1. The scientific method might be reproducible by design, but there can be (and often is) a very large gap between "Science" and what gets published as a paper.

2. Peer review is a grab bag. Sometimes it's obvious the reviewers barely read or understood what was written. Other times they provide feedback that is asinine. Or simply they provide commends and you tell the editor you're ignoring those comments and the paper still gets published.

3. Only a fraction of reviewers (depending on field) will check that the paper includes enough information to be reproduced. This is easy to verify, just go ask different academics how many papers they read that don't include enough information to reproduce. And only a fraction of a fraction make any attempt at reproducing the paper to any degree before signing off on it. (and if they say that they couldn't reproduce it, then see the end of point 2 above)

> If the majority of author papers align that means either there is a conspiracy or some fraction of things was reproducibile.

This is a false dichotomy. It misses some very real dynamics, none of which are conspiratorial.

1. It's hard to publish negative results, especially if the paper written by someone influential in the field. Which means that there's a great disincentive to even try.

2. Competing theories are difficult to study not just because of peer review issues but also because of financial and repetitional issues. Getting funding is significantly harder if your work doesn't use the methods that the funding agencies expect.
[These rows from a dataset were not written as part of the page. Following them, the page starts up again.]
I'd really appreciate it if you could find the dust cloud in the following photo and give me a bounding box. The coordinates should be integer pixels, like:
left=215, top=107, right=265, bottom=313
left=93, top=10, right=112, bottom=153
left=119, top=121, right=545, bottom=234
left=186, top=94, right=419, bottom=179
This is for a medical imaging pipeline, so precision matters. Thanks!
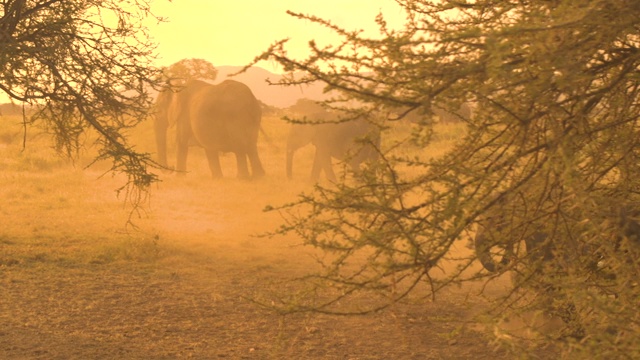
left=0, top=112, right=524, bottom=359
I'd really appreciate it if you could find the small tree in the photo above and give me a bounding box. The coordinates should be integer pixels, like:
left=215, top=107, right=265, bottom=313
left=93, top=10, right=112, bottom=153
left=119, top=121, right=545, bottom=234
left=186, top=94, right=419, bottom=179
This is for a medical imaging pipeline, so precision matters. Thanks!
left=254, top=0, right=640, bottom=357
left=162, top=58, right=218, bottom=85
left=0, top=0, right=163, bottom=206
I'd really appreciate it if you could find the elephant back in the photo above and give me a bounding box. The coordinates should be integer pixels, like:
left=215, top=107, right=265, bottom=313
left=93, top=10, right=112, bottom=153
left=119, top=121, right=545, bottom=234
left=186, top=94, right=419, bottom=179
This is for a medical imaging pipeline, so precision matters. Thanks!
left=190, top=79, right=262, bottom=152
left=319, top=118, right=380, bottom=161
left=210, top=80, right=260, bottom=118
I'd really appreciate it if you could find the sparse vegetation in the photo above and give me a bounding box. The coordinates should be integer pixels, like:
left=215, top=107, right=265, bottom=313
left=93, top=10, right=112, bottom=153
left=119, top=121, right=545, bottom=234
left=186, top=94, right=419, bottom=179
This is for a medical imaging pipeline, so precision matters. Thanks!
left=0, top=112, right=513, bottom=359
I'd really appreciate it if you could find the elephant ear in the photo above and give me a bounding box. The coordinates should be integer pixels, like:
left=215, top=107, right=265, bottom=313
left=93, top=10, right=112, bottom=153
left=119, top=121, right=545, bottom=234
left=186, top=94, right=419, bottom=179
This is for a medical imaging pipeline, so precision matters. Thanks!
left=156, top=90, right=171, bottom=108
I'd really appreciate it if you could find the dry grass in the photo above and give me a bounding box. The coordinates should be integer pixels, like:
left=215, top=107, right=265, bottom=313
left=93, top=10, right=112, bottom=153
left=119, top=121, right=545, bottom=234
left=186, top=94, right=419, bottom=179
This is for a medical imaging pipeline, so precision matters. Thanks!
left=0, top=114, right=521, bottom=359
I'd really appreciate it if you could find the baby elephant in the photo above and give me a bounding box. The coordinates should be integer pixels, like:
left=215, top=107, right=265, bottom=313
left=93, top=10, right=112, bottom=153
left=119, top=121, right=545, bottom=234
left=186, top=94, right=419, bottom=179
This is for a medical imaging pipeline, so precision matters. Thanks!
left=286, top=118, right=380, bottom=181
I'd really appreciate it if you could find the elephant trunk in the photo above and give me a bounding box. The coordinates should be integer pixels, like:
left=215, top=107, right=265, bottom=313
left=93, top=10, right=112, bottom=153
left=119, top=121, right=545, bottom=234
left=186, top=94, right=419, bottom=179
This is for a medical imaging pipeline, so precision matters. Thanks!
left=154, top=116, right=169, bottom=168
left=474, top=229, right=511, bottom=273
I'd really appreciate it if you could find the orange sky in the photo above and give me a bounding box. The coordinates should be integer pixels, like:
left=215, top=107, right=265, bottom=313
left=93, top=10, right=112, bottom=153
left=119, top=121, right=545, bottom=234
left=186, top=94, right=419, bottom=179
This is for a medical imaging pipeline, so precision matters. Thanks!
left=149, top=0, right=406, bottom=72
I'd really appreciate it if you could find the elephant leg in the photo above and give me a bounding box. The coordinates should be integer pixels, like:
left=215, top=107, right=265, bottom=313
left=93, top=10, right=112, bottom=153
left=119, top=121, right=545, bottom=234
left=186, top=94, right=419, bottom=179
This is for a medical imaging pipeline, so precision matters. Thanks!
left=310, top=149, right=323, bottom=181
left=176, top=141, right=189, bottom=175
left=234, top=151, right=251, bottom=179
left=247, top=146, right=265, bottom=178
left=204, top=148, right=223, bottom=178
left=311, top=147, right=336, bottom=182
left=286, top=149, right=295, bottom=179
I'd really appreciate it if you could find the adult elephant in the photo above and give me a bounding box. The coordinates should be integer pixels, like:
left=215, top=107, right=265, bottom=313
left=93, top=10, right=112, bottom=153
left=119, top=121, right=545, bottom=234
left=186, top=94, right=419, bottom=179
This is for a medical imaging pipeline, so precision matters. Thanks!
left=473, top=204, right=640, bottom=339
left=154, top=79, right=265, bottom=179
left=286, top=118, right=380, bottom=181
left=474, top=204, right=640, bottom=273
left=474, top=216, right=549, bottom=273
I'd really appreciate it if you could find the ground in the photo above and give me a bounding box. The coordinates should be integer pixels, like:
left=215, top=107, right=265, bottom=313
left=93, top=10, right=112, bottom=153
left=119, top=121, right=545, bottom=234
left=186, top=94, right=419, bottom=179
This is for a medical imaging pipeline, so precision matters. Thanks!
left=0, top=116, right=540, bottom=359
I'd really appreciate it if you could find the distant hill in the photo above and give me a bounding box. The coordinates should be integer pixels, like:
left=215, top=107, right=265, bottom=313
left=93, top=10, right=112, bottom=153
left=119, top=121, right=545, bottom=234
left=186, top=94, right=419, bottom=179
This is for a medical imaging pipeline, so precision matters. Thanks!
left=214, top=66, right=330, bottom=108
left=0, top=66, right=329, bottom=111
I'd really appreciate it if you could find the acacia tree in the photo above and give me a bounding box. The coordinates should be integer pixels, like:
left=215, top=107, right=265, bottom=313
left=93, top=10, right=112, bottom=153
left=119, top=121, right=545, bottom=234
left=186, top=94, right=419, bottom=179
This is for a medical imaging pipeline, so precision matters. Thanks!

Same idea with reputation, hard to get your career started if you want to work on theories that go against the prevailing theory or if you have work that contradicts it.

This is the whole idea behind the concept of paradigm shifts.



The former issue will be easier to fix than the latter.

After all going against the establishment generally results in failure.

Quantum Mechanics and General Relativity may not agree with each other but they both have destroyed mountains of attempts to disprove them.

I am not being rosy I am on the side of "we have to do something" contrasted against "all science is bad".

Not saying you are saying that but some posters are.

We can certainly improve things on many vectors but throwing away all existing science isn't the way forward either.


> Quantum Mechanics and General Relativity may not agree with each other but they both have destroyed mountains of attempts to disprove them.

I agree. Unfortunately for all of us the rest of published literature is nowhere near as battle test as these two theories, nor would they survive such testing.

> Not saying you are saying that but some posters are.

I didn’t mean to imply that you were. But the it doesn’t sound like the personally you replied to was on the side of “all science is bad” either.

I am closer to the “much ‘science’ is junk”. There is much good work a being done, but the garbage is very much there, more so in some fields than others.

The null hypothesis at this point for most new papers one reads is certain fields (looking at you nutrition & health) is “this won’t replicate”. It’s certainly also true for much work primarily involving modelling; the null hypothesis as a read should be “if this doesn’t have code, I won’t be able to reproduce/replicate it”.

We should not throw the baby out with the bath water, but we should be frank about the current state of things.


No one (in this thread) has suggested science is bad or we should throw it away, that is your own straw man.

I have suggested we throw away a part that is causing problems. You seem to be rushing to defend scientific failures by saying “it doesn’t matter that a lot of studies don’t replicate, we should follow the status quo regardless.” We can throw out the status quo and keep (the good parts of) science intact.